I went back to work today. This means the ‘theoretical’ problem I spoke of so calmly is no longer theoretical. It’s real. In case you haven’t noticed, solving theoretical problems is my jam. I’m all calm as a cucumber, anxious for nothing, totally zen….. or as Momastery would call it: I’m Suzanne. When it comes to actually living it out, in the real world…. I hyperventilated for a hot second, while repeating ‘it’s ok…. one foot in front of the other, just the next right thing, you can do this’, with approximately 50% of my brain. The other 50% of my brain was screaming, ‘you idiot, what were you thinking, there is no way you can do all of this, this is ludicrous, crazy…. CAAAA…. RAY…..Zeeeeeee!

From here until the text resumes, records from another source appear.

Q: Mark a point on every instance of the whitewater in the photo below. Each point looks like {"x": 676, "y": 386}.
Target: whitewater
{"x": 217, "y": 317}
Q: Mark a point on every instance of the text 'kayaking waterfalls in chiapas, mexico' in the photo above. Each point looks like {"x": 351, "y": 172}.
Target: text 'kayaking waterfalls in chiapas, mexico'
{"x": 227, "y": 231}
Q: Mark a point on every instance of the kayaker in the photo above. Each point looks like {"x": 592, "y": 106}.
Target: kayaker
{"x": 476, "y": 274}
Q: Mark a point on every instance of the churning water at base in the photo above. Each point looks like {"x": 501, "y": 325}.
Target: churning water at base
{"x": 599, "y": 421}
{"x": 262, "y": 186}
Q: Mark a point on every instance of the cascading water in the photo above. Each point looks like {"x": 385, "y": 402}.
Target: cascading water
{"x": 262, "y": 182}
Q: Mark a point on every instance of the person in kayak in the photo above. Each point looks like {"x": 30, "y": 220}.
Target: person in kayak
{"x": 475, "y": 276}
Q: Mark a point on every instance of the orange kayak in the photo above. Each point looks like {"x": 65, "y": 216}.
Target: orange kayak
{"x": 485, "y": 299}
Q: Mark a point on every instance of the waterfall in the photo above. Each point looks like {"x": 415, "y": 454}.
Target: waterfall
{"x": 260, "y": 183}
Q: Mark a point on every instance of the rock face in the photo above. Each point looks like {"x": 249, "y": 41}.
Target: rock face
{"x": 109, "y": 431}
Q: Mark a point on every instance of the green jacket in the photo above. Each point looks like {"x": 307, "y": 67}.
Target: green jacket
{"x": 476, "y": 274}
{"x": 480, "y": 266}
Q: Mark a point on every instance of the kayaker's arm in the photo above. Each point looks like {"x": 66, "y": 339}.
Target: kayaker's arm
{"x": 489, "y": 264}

Then I had lunch, and decided telling the world (or 20 people), that my theoretical problem solving skills and real world problem solving skills were a far cry from one another, lest y’all think I’m actually zen over here. I think the straw that broke the camels back this morning, was discovering school for the boys was starting 2 weeks earlier than I had anticipated. I was planning on an after labor day start date, sometime around September 9th. Not so fast my email said to me…. only TWO WEEKS…. TWO WEEKS…. until serious crazy train starts barreling down the tracks, because we’re due to report to our first week of CC on Aug. 26th?!? Yikes!
Kevin knew something was up last night while we were walking around our neighborhood with the kids after dinner. I was unusually quiet. Something is usually wrong when I am not saying anything. He kept asking what was wrong, and truthfully I kept saying ‘nothing’. The thing of it is, when my brain has TOO many things to think about, it seems to actually break my brain and I can’t think about anything. It’s like I found the illusive ‘nothing’ box, that men seem to have but women only dream about. There were SO many thoughts, swirling SO fast, that I couldn’t actually nail down one to chew on…. so it left me thinking about nothing, but also apparently unable to speak. There ya’ have it Kev, should you even need the secret sauce to shut me up again, simply give me TOO much to think about!
I’ve decided I’m like Tris on Divergent trying to catch her first Dauntless train (if you’re not as hopelessly addicted to tween fiction like I am, you’ll probably miss this analogy). When her life is moving at the slow, methodical, Abnegation faction pace she blends in and keeps up. Then she joins Dauntless and her first act is to catch a moving train. It zooms past her at first, and leaves her a bit dazed while she tries to figure out what she’s going to do. Then she starts running, but the train is still out pacing her, and it looks like it might pass her by altogether. In the last second she catches her stride and makes the transition, and eventually goes on to dominate in her new faction, but not without a few bumps and bruises as she acclimates to her new lifestyle.
The only picture they had online of the train jumping was when Four (her boyfriend) was catching her and pulling her up….. But, I figure I have a hottie helping me along the way too, so it was still fitting 😉
The entire Dauntless mantra throughout the book, is about doing things despite fear, in the face of fear even, and overcoming obstacles in your way. So that’s what I’m going to do. Anxieties be damned. Yes, they’re still there, and still screaming this is INSANE, but I’ll find my pace. I won’t stand on the platform dazed. I will find my new pace, and we WILL make the transition.